Metrics Providers

BanyanDB has built-in support for metrics collection. Currently, there are two supported metrics provider: prometheus and native. These can be enabled through observability-modes flag, allowing you to activate one or both of them.

Prometheus

Prometheus is auto enabled at run time, if no flag is passed or if prometheus is set in observability-modes flag.

When the Prometheus metrics provider is enabled, each BanyanDB process exposes its own metrics on port 2121.

In a cluster, the recommended setup is to let the FODC proxy aggregate every node’s metrics and scrape the proxy as the single target. Configure the following Prometheus job (replace BANYANDB_NAMESPACE with the namespace where BanyanDB is deployed, and adjust the keep-regex to match your FODC proxy pod label):

scrape_configs:
  - job_name: "fodc-proxy"
    kubernetes_sd_configs:
      - role: pod
        namespaces:
          names: ["${BANYANDB_NAMESPACE}"]
    relabel_configs:
      - source_labels: [__meta_kubernetes_pod_label_app_kubernetes_io_component]
        action: keep
        regex: fodc-proxy
      - source_labels: [__address__]
        target_label: __address__
        regex: (.*):\d+
        replacement: $1:17913
    metrics_path: /metrics
    scheme: http

The proxy adds the pod_name and container_name labels used throughout this document. Without the FODC proxy, scrape each BanyanDB pod directly on port 2121 instead and use the Kubernetes pod/instance target labels in place of pod_name.

Grafana Dashboard

Two complementary dashboards monitor BanyanDB metrics, both built for the deployment where Prometheus scrapes the FODC proxy /metrics endpoint — the single scrape target — rather than each BanyanDB pod (per-node identity is carried in the pod_name and container_name labels, so job/pod/up no longer distinguish nodes).
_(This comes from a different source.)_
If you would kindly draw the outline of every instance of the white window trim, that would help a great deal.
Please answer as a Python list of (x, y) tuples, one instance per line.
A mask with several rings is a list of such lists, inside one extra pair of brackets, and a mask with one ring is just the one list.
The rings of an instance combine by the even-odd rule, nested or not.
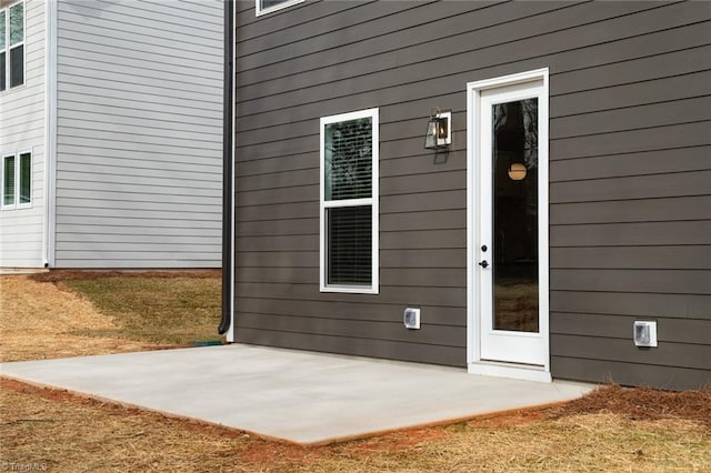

They are split by aggregation dimension:

BanyanDB Cluster — Nodes (FODC Proxy) — node/pod-level health and resources, aggregated by pod_name: fleet overview (node counts, CPU/memory/disk capacity, uptime), a per-node health table, resources (CPU, RSS, system memory %, disk %, network), disk-by-path, and Go runtime.
BanyanDB Cluster — Workload (FODC Proxy) — business/data-level throughput and latency, aggregated by group: cluster workload summary (write/query/error rate), liaison ingestion/query/publish plus write-queue (wqueue) backlog, data storage, inverted-index, and the internal queue (per-operation throughput & p99 by group).

Native

If the observability-modes flag is set to native, the self-observability metrics provider will be enabled. Some of the metrics will be displayed in the dashboard of banyandb-ui

dashboard

Metrics storage

In self-observability, the metrics data is stored in BanyanDB within the _monitoring internal group. Each metric will be created as a new measure within this group.

You can use BanyanDB-UI or bydbctl to retrieve the data.

Write Flow

When starting any node, the _monitoring internal group will be created, and the metrics will be created as measures within this group. All metric values will be collected and written together at a configurable fixed interval. For a data node, it will write metric values to its own shard using a local pipeline. For a liaison node, it will use nodeSelector to select a data node to write its metric data.

flowchart LR
    subgraph localnode["Data / Standalone node"]
        lc["Native metric collectors<br/>(counters, gauges, histograms)"]
        lf["FlushMetrics (fixed interval)<br/>build InternalWriteRequest<br/>group = _monitoring, measure = metric name"]
        lp["queue.Client pipeline<br/>nodeSelector = nil → target = local"]
        ls[("Own shard<br/>_monitoring measures")]
        lc --> lf --> lp
        lp -- "TopicMeasureWrite (local)" --> ls
    end

    subgraph liaisonnode["Liaison node"]
        ec["Native metric collectors"]
        ef["FlushMetrics (fixed interval)<br/>build InternalWriteRequest<br/>group = _monitoring"]
        esel["nodeSelector.Locate(group, measure)<br/>→ select a data node"]
        ep["queue.Client pipeline"]
        ec --> ef --> esel --> ep
    end

    subgraph targetnode["Selected data node"]
        ts[("Shard<br/>_monitoring measures")]
    end

    ep == "TopicMeasureWrite (target = selected node)" ==> ts

Node selection (the liaison’s nodeSelector) resolves targets through the cluster node registry — the property-based schema registry with dns / file node discovery; etcd is no longer used.

Read Flow

The read flow is the same as reading data from measure, with each metric being a new measure.